You had ample opportunity to tell your wife about your sexual desires and feelings. Yes, I understand it is hard, and we live in a world that is judgmental toward those who LGBTQ. I understand that as a teen you struggled with your sexuality, and probably felt ashamed, scared, and silenced because of how society treats those who are different, especially for their sexuality. I truly understand how you feel and what you went through. But, you pursued your wife, got into a relationship, and led her to believe something that wasn’t true. You lived this charade of a life, and then brought someone else into it. You never gave her the opportunity to agree to this, or walk away. You took away her choice in this situation. That is unfair. And, I wouldn’t be surprised if she walked away from you completely and decided to get a divorce.
However, since you claim you enjoy being with your wife, and you’re not sure about your feelings for men, then, perhaps you’re bi-sexual. Or, perhaps you are gay. I do know that instead of searching out gay bars, and finding means and ways to meet men, then, why did you not exert your energy to speak with a therapist, or find an LGBT center and speak with a counselor who could have helped you sort this out. Instead, you invested your energy where you wanted, and now it’s a bigger mess than you expected.

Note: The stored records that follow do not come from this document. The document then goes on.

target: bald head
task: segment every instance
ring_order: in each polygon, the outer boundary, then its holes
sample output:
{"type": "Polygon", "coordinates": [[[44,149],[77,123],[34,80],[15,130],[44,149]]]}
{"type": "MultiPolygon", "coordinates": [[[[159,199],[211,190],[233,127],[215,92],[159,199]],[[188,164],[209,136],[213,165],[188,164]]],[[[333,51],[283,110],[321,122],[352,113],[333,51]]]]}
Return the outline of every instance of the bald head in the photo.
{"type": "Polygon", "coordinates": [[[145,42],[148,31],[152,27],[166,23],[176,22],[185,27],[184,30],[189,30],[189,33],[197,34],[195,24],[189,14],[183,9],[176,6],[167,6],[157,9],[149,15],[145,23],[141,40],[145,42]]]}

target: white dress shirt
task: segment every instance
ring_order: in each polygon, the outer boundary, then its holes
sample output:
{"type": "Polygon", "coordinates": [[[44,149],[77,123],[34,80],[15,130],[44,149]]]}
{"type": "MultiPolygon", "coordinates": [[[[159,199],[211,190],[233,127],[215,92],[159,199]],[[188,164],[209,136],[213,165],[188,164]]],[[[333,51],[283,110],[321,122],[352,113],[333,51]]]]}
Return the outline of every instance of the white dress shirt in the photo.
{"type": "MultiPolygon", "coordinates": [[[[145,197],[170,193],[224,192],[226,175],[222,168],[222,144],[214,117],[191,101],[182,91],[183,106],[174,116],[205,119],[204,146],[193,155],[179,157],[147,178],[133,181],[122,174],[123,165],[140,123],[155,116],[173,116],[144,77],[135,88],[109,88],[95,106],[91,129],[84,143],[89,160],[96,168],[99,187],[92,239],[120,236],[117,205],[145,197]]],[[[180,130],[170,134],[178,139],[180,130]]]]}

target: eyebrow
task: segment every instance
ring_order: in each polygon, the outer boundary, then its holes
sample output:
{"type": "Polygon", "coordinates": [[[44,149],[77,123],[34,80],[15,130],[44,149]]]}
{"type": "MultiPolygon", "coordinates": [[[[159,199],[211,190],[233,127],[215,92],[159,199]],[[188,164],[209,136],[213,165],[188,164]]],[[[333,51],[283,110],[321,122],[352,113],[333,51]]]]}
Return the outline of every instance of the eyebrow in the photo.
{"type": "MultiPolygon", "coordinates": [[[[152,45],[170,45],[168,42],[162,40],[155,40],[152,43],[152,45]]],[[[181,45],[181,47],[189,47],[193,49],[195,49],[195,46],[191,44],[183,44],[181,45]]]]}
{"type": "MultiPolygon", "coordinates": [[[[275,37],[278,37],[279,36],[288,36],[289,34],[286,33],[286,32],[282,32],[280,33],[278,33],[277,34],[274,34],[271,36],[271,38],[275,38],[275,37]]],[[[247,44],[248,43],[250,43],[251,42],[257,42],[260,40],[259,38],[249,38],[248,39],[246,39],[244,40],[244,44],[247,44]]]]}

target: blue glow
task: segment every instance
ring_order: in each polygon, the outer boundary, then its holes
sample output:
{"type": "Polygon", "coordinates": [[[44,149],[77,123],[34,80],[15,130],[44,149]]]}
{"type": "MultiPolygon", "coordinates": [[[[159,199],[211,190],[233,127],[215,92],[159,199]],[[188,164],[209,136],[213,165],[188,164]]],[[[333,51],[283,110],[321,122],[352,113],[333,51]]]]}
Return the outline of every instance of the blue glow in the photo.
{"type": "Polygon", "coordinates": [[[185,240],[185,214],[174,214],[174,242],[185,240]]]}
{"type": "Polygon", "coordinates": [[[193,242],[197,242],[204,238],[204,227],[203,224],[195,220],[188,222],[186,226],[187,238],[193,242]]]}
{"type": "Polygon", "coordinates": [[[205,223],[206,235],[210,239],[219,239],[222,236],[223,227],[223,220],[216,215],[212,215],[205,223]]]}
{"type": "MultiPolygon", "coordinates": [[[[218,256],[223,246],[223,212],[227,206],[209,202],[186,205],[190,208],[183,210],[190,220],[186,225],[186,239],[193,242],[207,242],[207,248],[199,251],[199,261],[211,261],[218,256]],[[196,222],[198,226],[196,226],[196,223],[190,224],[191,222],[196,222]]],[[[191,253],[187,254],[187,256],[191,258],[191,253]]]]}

Don’t get me wrong, I agree that sometimes you go to your pastor for spiritual guidance, and things you are dealing with in your life. Your pastor was someone you thought you could trust. But, then, you learned another secret about your wife’s uncle, your own pastor. He, too, is a gay or bisexual man, and he has his own secrets. So, you’re in a dilemma, and you have no one to trust. Unfortunately, when you tell your wife everything, and you and she confront him and his wife, well, trust and believe, his wife was shocked, but I suspect she knew, and probably have known for a while, yet, she is not going to leave him. She is going to save face and stay with her husband, and Lord knows why. But, she won’t leave, which is sad and unfortunate.
So, now that your wife knows everything, and she wants you to out the pastor in order to save your marriage, however, I do agree with you that going on this outing witch hunt will only make matters worse. Your wife wants to save herself from the vicious rumors that your pastor and his wife are spreading about her. She is a victim of your infidelity, and her own uncle’s desire to save himself and his reputation. Also, your wife is hurting. She is in pain. She is seeking revenge. But, I don’t think you or she really fully understand the magnitude of her pain. She has been betrayed by two men in her life that she trusted. And, you are two important men in her life, her pastor and her husband. That is heart-wrenching and heartbreaking. Your wife truly needs to seek a professional to speak with.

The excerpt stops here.